If there is a users table/collection sharded by its id and an orders table/collection sharded by its id, then there is no "guaranteed-to-exist shard key" between them, right? So, in that case, where the two are often accessed together, having a "guaranteed-to-exist shard key" of the "tenant namespace" would be the logical choice.
> value distribution doesn't really have any impact here
I mentioned value distribution strictly in the context of ordering composite shard keys (if applicable). My apologies for any confusion this might have introduced.
> (shard keys are also guaranteed to exist by definition, not clear what you mean by that)
My implication was in reference to what is always available across accessing sharded entities. In the scenario you describe, sharding by either user or order id would not be ideal. In situations where one or the other is not sharded, then identifying a common shard key likely is not needed.
>> Sharding and multi-tenancy are orthogonal concepts.
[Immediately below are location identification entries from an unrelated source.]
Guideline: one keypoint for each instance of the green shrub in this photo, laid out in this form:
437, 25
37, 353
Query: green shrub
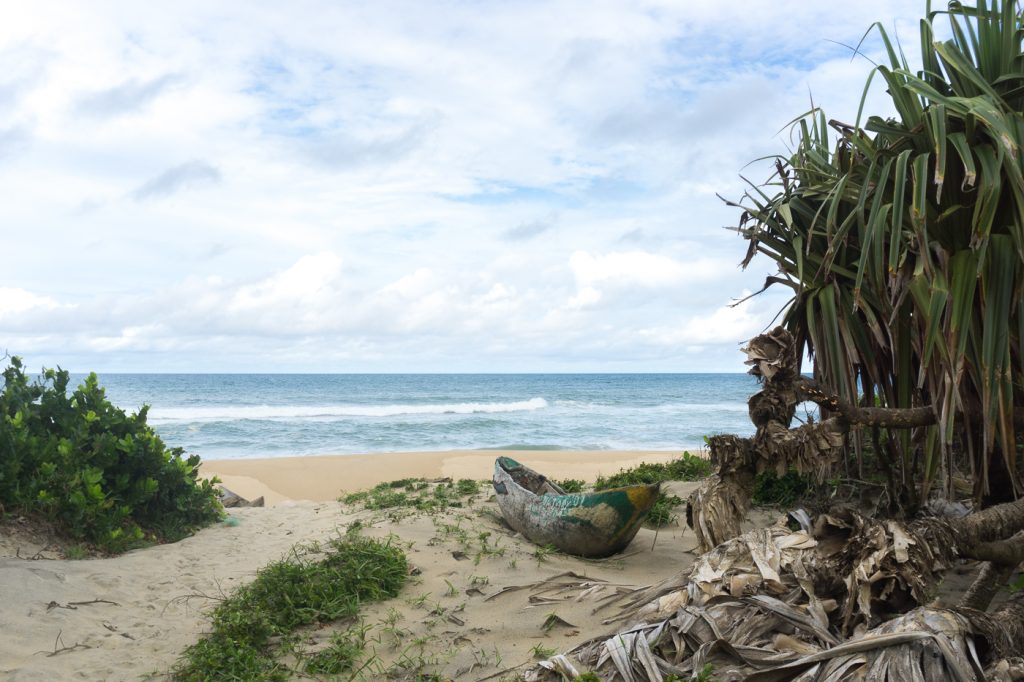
772, 489
97, 473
> sharding and multi-tenancy are only orthogonal if you don't care that a single tenant can have information on multiple shards
My assertion was regarding theory, not specific scenarios. In practice, having multiple tables/collections needing shards with the tenant being the common entity strongly implies sharding on a tenant property and not of those unique to each table/collection, as implied in your reply.
>Pick a a stable, guaranteed-to-exist, shard key (composite or atomic properties) and use that.
This is a pretty risky approach since it's almost certainly the case that you won't end up evenly distributing your data across shards using this method.
> This is a pretty risky approach since it's almost certainly the case that you won't end up evenly distributing your data across shards using this method.
Distributing data across shards is a function of the properties selected to use for partitioning. So I do not understand how "a stable, guaranteed-to-exist, shard key (composite or atomic properties)" is "a pretty risky approach."
While high volume multi-tenant "customers/users/accounts" systems are common, they are not the only ones which benefit from sharded persistent stores.
For example, consider a system which monitors farm equipment for Caterpillar and John Deere. Lets say each company has 100k devices which send one message per day to the system.
While it is easy to envision sharding device messages based on "DeviceId / Company" in this hypothetical system, there would be no value sharding the two customers.
you're right, uneven shards are an inevitable outcome of this approach
but shard "even-ness" is in direct tension with the concern of the GP, which is execution atomicity
frequently, it's better to have uneven shards (that you can e.g. scale independently when necessary) that give you atomic execution, than even shards that require distributed transactions
Pass a certain point, you ought to think about whether to keep using a RDBMS as a K-V store or switch to a real distributed K-V store like Cassandra, ScyllaDB, DynamoDB and the like
About hot spots, it has always been an issue with K-V stores, and the only real solution is a good key design, though there are some tricks:
* Use a uniformly distributed but deterministic key prefix. For example, instead of using raw user_id as key, attach a small hash before it: (hash(<user_id>), <user_id>) This can help with load distribution if your <user_id> is not uniformly distributed by itself such as a phone or id number.
* Add more data to your key to increase cardinality. For example, with time series data, instead of using object_id as partition key, use (user_id, time_bucket) so the data for a busy object will get split into different partition over time.
Sorry if I was unclear. Hoping to hear what strategies were practical within a given DB. A whole different platform is usually a much larger undertaking.
Pick a a stable, guaranteed-to-exist, shard key (composite or atomic properties) and use that. If composite, order properties used in most-to-least distinct value distribution.